Комната у нее была маленькая, но в ней было две постели, и одну она предложила Тане. При даче был «комендант», которого некоторые называли «комиссаром», на что он обижался. Он подозрительно осмотрел Осетрова, Полежаева и Железкина и сказал: «Ежели черносотенцы и монархисты, то воздержитесь, товарищи, от пропаганды. Я народный социалист. Я крепко усвоил, что к прошлому возврата нет, и держусь завоеваний революции. А между прочим позвольте представиться: штабс-капитан Рудин».

Он поместил всех в одной большой комнате, рядом с комнатой Тани. Свободная постель была только одна — ее отдали Полежаеву. Она стояла у большого окна без занавесей. Осетрову и Железкину предоставили устраиваться на полу, на своих вещах. Кроме них, были еще три постояльца, ждавших паспортов и виз. Седой старик, купец, пожилой полковник и юноша — офицер красной армии, горделиво называвший себя «дезертиром красной армии». Он был болтлив, пел частушки, собранные им, как он говорил, со всех частей света, аккомпанировал себе на балалайке и говорил, не умолкая.

— Обломки России, российский хлам, — говорил он. — Здесь собрался камыш, поломанный волнами бури.

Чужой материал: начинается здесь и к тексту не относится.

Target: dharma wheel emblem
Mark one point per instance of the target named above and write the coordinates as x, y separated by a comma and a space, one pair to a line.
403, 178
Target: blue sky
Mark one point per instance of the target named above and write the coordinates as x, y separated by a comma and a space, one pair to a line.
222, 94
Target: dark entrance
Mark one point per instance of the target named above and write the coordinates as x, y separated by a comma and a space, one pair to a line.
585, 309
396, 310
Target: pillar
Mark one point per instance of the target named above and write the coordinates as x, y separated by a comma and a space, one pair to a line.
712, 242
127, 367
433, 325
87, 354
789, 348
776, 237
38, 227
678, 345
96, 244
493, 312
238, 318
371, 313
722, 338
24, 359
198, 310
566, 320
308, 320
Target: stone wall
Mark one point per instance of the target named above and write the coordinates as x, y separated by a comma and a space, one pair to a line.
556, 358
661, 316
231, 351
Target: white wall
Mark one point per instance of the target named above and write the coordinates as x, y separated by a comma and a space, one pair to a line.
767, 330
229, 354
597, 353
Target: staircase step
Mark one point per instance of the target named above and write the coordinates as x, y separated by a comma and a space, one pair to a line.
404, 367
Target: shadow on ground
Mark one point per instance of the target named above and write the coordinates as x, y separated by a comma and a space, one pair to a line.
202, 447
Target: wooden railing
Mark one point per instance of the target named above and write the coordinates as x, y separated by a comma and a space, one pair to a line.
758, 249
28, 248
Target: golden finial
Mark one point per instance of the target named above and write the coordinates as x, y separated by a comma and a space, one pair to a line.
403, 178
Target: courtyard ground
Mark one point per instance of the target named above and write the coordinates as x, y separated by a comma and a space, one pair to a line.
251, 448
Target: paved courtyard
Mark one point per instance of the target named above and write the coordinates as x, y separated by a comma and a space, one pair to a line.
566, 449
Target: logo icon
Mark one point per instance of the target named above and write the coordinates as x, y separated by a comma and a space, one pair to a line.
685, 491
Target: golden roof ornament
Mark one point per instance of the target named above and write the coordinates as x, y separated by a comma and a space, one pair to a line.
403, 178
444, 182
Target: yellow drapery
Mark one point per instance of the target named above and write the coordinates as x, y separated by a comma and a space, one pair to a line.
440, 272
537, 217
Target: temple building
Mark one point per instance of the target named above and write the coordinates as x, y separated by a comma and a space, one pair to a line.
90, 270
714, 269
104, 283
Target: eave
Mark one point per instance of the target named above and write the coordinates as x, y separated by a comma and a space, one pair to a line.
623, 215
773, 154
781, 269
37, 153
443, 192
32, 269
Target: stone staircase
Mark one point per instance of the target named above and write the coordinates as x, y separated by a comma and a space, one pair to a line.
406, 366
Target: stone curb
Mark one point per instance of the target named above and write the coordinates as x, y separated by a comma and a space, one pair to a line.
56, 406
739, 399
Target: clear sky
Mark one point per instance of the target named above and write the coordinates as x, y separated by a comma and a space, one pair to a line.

Хм! — с позволения сказать — «Российская республика». — Он хмыкал носом и продолжал, — завоевания революции, черт возьми! Видали нашего комиссара, штабс-капитана Рудина?! Социал-предателя: Комрайбеж, что означает комиссар Райяоккских беженцев… А, по-моему, заместитель комиссара по морским делам лучше, звучнее… Закомпомордел… А? И ведь, правда, есть такой. Я ведь служил у них.

Его никто не слушал. Он ерошил свои по-коммунистически, с челкой, остриженные волосы, принимал идиотский вид и пел на всю дачу:

Прежде красились мы

Бриллиантами,

А теперь мы живем

Эмигрантами!..

Куда, яблочко, спешишь,

Куда котишься,

Никогда ты домой

Не воротишься.

Лагерь тут, лагерь там,

Все мы русские,

Молодцы стерегут

Нас французские!..

Было что-то безобразно тяжелое, томительное в этой песне, она рвала сердце на части. День проходил безтолково, в суете, толчее, ничегонеделании. Читали старые газеты, рассказывали, кто как бежал, кого расстреляли, кто остался жив. Пожилая дама знавала Саблина, была знакома с Мацневым.

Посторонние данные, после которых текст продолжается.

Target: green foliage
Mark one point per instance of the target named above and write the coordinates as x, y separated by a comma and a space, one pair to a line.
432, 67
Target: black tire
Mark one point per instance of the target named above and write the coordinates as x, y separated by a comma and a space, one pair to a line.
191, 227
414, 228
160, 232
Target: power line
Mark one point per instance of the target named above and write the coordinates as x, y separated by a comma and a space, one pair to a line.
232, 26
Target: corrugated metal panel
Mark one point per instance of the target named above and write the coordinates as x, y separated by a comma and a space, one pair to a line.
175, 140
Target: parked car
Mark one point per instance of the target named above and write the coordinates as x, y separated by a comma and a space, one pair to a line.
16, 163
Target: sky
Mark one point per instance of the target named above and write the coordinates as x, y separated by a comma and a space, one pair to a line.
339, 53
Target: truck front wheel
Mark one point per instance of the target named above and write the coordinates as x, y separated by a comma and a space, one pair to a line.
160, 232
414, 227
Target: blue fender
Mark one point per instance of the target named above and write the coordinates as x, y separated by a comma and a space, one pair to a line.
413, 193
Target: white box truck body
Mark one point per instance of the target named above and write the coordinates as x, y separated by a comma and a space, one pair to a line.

— Варвара Николаевна Мартова, — представилась она Тане, добрыми глазами глядя сквозь очки с большими круглыми стеклами. — Я вашего папу молодым офицером знала. Он бывал у нас. Я переписывалась с ним. Я ведь левая была. Социалистка. Верила во все это. В народ ходила. Школьной учительницей была, учила народ Царя ненавидеть и в Бога не верить. Вот я какая была! А я ведь добрая была, хорошая… А так вот уверили меня, что так надо. Вот теперь вижу я, как ошибалась… А Мацнева на моих глазах убили. На границе. Он бежал. Жену его в заложницы взяли, на Гороховую посадили. Она сознательно на подвиг пошла, чтобы спасти его и детей. Дети удачно прошли, а Ивана Сергеевича по недоразумению часовой застрелил… Да… вот она революция, а как мечтали мы!..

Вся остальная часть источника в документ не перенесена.